Mutating methods for value types in Swift - Time & Space Complexity
We want to understand how the time it takes to run mutating methods on value types changes as the data size grows.
How does changing a value type's data inside a method affect the work done?
Analyze the time complexity of the following code snippet.
struct Counter {
var counts: [Int]
mutating func incrementAll() {
for i in counts.indices {
counts[i] += 1
}
}
}
var counter = Counter(counts: [1, 2, 3, 4, 5])
counter.incrementAll()
This code defines a value type with an array and a mutating method that increases each number by one.
Identify the loops, recursion, array traversals that repeat.
- Primary operation: Looping through the array to increment each element.
- How many times: Once for each element in the array.
As the array gets bigger, the method does more work because it updates every element.
| Input Size (n) | Approx. Operations |
|---|---|
| 10 | 10 increments |
| 100 | 100 increments |
| 1000 | 1000 increments |
Pattern observation: The work grows directly with the number of elements; doubling elements doubles the work.
Time Complexity: O(n)
This means the time to run the mutating method grows in a straight line with the size of the array.

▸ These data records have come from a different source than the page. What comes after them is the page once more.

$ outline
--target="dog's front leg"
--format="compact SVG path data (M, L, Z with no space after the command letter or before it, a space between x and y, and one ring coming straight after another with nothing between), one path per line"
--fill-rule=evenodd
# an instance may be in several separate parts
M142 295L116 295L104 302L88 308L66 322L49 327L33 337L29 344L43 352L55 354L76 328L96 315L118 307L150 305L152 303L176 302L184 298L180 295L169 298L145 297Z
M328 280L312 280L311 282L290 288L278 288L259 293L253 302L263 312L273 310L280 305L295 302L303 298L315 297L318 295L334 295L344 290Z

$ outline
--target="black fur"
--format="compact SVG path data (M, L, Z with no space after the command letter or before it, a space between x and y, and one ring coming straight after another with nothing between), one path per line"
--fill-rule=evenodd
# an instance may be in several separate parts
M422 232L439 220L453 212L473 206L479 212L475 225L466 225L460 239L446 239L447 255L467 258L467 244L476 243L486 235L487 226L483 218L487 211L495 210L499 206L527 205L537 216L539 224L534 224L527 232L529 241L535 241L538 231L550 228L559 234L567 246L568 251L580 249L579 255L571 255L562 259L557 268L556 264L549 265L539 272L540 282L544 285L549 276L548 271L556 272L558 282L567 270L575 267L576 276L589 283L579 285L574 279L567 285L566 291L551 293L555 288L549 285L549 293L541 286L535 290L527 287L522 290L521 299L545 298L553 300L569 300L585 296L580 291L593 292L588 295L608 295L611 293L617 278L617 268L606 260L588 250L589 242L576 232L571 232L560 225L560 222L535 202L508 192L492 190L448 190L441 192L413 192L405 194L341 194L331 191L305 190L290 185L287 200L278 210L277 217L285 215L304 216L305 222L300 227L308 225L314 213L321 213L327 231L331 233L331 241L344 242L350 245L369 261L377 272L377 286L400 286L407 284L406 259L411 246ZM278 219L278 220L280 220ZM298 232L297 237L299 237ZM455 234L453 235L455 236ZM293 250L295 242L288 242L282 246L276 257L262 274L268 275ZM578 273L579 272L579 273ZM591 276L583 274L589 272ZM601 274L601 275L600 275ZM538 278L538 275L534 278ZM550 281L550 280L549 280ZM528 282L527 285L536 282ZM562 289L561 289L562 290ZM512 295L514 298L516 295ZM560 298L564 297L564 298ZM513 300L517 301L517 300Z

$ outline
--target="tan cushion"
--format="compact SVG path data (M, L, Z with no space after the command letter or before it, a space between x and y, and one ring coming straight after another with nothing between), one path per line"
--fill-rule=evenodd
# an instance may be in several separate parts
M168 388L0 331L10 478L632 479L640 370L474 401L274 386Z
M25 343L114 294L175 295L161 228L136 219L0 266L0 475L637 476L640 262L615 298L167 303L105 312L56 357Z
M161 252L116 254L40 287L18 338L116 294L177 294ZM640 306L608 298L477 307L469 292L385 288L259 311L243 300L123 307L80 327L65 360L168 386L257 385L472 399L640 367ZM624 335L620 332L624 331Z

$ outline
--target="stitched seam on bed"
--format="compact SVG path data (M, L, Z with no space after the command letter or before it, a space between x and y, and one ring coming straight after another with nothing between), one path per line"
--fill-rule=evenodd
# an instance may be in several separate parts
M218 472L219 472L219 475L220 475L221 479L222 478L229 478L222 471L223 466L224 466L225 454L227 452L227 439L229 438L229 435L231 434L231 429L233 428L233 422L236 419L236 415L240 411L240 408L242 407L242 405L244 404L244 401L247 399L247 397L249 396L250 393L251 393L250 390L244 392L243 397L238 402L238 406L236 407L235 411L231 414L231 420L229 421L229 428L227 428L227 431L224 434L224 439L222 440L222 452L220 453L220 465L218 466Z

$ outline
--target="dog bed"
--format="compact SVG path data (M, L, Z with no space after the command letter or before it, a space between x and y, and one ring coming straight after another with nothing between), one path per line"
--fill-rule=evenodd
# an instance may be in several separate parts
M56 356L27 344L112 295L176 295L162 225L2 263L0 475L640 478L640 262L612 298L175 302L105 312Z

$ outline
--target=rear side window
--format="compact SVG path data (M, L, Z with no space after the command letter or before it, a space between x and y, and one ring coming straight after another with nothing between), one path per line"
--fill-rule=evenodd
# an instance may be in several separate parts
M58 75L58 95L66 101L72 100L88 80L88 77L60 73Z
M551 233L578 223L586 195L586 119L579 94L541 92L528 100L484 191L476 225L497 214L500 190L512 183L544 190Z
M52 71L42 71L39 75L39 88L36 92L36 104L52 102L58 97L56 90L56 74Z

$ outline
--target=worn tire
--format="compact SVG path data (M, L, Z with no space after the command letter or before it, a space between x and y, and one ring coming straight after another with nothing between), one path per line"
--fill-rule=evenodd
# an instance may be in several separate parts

[X] Wrong: "Mutating a value type is always slow because it copies the whole data every time."
[OK] Correct: Swift uses copy-on-write optimization, so the actual work depends on what the method changes, not copying everything each time.
Understanding how mutating methods work helps you explain how your code handles data changes efficiently, a useful skill in many coding discussions.
"What if the mutating method only changed one element instead of all? How would the time complexity change?"